Se sul versante della totalità un progetto relativamente recente come Il Becco, realisticamente, non può ancora avere la presunzione di agire con sistematicità poiché non spetta a questa realtà il compito di sviluppare concezioni e teorie alternative al capitalismo che rompano con l’assolutizzazione del pensiero di mercato, sul versante della malleabilità del capitale occorre perseguire uno sforzo di messa in discussione dei principi ideologici su cui si regge l’economia di mercato.
Se Il Becco è uno spazio di elaborazione politica, ritengo che l’attività di elaborazione più alta che possa essere fatta in questa fase storica di estrema egemonia culturale del capitalismo, sia quella della decostruzione. Del mettere il luce, del disvelare, tramite un processo argomentato e un’analisi approfondita, come concetti, idee, pratiche che vengono date per scontate siano in realtà il frutto di meccanismi e di logiche oppressive e che riproducono le concezioni, verticali, classiste, di profitto, di individualismo e di inautenticità della vita capitalista.

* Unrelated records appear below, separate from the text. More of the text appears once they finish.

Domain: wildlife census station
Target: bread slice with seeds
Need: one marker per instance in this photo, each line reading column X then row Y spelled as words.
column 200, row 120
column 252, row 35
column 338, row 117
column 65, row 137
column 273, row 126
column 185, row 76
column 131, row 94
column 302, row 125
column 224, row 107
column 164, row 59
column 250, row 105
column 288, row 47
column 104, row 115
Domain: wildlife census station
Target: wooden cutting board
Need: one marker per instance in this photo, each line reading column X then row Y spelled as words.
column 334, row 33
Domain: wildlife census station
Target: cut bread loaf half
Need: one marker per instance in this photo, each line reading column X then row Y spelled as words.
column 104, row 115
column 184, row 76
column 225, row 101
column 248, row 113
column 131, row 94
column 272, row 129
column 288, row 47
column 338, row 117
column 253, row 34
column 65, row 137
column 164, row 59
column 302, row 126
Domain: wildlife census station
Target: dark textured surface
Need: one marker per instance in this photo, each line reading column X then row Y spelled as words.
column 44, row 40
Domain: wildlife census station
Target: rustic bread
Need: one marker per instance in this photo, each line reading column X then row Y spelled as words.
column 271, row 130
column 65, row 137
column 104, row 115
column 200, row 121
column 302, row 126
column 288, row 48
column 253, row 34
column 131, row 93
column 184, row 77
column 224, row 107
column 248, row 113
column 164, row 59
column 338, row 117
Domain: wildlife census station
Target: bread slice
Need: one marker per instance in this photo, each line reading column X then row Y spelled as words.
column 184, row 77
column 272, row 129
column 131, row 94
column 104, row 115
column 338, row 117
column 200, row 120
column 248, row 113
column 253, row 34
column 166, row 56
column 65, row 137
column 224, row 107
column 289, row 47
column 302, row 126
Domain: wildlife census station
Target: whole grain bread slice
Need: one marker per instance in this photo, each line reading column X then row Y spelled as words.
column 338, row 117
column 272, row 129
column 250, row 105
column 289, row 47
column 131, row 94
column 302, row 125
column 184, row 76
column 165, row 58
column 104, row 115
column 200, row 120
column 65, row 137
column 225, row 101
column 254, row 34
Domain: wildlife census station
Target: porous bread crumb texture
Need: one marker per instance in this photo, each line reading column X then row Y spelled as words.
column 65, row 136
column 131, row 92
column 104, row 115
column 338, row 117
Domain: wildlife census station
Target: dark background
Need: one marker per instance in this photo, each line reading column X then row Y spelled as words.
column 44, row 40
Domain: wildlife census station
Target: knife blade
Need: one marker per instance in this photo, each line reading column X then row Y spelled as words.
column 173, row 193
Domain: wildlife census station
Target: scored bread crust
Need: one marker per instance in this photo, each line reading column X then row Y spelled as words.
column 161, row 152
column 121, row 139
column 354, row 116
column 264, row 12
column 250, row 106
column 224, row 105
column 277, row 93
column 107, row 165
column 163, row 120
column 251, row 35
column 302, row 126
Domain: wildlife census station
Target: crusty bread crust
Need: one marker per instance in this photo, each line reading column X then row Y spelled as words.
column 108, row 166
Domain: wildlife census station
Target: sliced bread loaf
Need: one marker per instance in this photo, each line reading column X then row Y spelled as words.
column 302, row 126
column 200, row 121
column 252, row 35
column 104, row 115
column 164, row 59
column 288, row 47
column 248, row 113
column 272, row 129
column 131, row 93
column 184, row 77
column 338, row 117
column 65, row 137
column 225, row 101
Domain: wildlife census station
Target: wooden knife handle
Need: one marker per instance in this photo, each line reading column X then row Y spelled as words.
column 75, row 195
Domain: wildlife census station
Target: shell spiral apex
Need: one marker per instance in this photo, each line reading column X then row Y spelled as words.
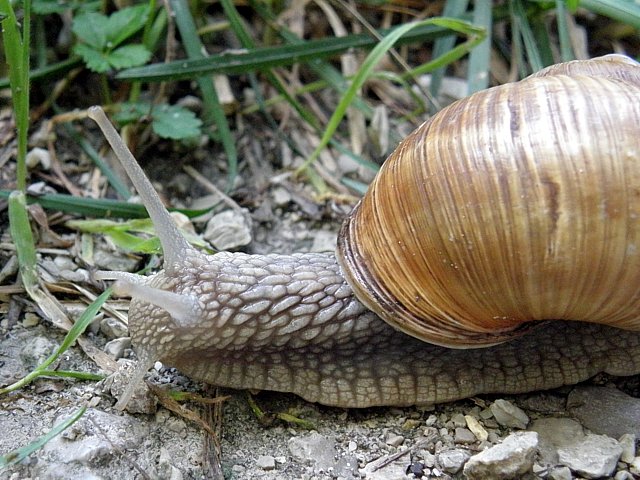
column 521, row 203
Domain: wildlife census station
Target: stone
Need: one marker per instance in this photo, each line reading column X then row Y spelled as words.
column 606, row 411
column 115, row 348
column 313, row 449
column 266, row 462
column 595, row 456
column 228, row 230
column 510, row 459
column 623, row 475
column 394, row 440
column 554, row 433
column 628, row 444
column 452, row 461
column 142, row 400
column 560, row 473
column 36, row 350
column 464, row 436
column 509, row 415
column 476, row 428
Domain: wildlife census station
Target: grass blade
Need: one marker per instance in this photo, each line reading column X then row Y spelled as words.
column 20, row 454
column 264, row 58
column 213, row 111
column 72, row 335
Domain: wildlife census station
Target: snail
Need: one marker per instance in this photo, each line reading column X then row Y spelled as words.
column 509, row 221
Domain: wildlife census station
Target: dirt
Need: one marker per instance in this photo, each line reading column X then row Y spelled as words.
column 106, row 443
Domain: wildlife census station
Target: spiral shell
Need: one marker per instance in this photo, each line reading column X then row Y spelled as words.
column 518, row 204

La strada virtuosa seguita da Il Becco in questo senso ha toccato tutti gli ambiti d’interesse della rivista, come la politica internazionale (a titolo di esempio, tutti quegli articoli sul Medio Oriente che hanno criticato gli stereotipi occidentali sullo scontro di civiltà, sulla natura delle crisi in corso nella Regione, oppure relative alla propaganda in atto sulle vicende che caratterizzano zone alla periferia d’Europa come Ucraina e Russia), quella nazionale (dove al di là delle retoriche sulla modernizzazione e semplificazione del Paese, si è cercato di mettere in evidenza il deficit democratico, di impoverimento culturale che contraddistingue anche il nostro Paese e la sua scomparsa di forme di rappresentanza intermedie) e nell’ambito culturale (dove si è cercato di dare spessore sia a quella parte del mondo artistico più insofferente nei confronti della realtà economica e sociale entro cui è inserito, sia a quelle elaborazioni storiche, filosofiche e scientifiche che hanno provato a leggere certi fenomeni e concetti fuori da una concezione di mercato).

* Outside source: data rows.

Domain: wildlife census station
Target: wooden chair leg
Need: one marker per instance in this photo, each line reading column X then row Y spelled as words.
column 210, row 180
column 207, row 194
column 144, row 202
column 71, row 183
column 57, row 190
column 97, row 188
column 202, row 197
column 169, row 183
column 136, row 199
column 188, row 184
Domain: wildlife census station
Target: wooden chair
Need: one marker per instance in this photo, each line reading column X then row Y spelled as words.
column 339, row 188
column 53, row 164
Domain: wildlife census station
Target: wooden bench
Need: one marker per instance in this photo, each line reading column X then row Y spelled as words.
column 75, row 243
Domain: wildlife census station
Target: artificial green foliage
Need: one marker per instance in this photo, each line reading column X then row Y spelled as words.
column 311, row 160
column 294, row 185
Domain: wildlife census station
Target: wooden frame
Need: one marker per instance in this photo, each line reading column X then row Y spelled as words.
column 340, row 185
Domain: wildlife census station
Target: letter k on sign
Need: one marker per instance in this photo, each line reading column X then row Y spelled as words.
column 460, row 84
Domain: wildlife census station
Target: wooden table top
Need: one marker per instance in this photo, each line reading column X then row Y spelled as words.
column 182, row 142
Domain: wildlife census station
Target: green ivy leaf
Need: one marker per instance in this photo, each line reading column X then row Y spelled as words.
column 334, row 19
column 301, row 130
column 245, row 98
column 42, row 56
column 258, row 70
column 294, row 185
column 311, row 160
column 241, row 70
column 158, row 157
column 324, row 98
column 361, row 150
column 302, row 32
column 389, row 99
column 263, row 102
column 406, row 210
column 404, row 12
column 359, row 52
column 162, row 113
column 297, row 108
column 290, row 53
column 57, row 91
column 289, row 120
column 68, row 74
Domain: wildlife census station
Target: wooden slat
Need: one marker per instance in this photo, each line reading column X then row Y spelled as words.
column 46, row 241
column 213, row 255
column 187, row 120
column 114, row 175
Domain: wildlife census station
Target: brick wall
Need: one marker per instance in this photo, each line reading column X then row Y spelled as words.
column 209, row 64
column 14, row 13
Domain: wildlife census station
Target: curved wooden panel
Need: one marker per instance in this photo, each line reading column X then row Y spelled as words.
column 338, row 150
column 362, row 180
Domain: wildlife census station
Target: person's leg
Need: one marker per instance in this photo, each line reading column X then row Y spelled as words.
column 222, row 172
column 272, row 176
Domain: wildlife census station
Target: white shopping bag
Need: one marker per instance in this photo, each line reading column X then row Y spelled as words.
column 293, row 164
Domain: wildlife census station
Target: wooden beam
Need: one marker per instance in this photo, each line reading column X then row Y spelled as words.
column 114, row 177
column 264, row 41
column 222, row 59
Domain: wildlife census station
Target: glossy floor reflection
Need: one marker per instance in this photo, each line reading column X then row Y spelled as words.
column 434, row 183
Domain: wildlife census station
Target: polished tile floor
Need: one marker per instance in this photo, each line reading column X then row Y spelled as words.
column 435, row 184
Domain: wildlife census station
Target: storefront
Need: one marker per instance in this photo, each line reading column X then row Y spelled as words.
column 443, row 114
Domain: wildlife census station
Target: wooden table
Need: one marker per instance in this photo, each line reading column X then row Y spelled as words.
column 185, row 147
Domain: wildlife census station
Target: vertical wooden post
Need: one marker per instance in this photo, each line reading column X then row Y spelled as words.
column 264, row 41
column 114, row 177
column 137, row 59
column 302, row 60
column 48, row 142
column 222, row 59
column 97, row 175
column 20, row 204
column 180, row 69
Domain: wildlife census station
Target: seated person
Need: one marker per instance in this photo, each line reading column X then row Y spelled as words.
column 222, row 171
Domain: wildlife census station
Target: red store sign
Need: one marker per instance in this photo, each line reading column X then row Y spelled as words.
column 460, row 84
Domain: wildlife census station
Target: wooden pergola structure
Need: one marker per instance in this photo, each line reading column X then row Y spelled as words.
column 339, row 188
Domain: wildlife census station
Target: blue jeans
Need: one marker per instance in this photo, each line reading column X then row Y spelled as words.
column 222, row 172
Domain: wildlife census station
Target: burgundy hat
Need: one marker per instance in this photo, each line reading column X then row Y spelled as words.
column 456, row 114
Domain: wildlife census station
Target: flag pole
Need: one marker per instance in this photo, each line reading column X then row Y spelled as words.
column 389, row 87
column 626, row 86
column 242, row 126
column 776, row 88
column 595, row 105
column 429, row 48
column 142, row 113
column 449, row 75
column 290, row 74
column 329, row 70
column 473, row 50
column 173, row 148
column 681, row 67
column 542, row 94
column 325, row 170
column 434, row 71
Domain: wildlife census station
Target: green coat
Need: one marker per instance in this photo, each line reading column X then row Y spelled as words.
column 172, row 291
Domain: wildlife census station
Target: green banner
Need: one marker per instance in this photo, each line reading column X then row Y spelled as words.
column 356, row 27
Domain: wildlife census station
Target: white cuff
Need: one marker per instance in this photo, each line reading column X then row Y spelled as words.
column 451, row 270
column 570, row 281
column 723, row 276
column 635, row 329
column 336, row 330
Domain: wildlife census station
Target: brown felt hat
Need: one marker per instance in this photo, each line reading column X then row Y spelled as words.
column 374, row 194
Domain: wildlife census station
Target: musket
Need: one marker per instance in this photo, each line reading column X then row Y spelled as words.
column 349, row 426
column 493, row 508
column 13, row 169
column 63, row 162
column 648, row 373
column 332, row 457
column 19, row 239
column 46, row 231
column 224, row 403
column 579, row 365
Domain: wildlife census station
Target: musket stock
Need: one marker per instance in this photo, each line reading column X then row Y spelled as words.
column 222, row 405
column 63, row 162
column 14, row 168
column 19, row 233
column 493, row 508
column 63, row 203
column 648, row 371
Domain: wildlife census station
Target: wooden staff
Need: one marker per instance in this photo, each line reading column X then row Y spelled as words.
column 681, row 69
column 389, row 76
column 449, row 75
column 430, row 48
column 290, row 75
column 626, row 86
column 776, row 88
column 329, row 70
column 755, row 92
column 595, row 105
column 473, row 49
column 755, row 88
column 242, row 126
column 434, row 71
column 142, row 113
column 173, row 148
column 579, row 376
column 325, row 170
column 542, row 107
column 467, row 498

Il lavoro di decostruzione è un percorso lungo e impervio ma piccoli segnali che la strada che abbiamo intrapreso è quella giusta, giungono dal discreto seguito e visibilità che macro discussioni tematiche come quella sulle socialdemocrazie o sulla nuova narrazione del capitalismo hanno avuto. È la prova che un’analisi sistematica in grado di proporre punti di vista differenti rispetto a quelli imposti dall’establishment, è un percorso virtuoso che Il Becco, consapevole della propria utilità all’interno di un sistema ostile, ha il dovere di continuare a intraprendere.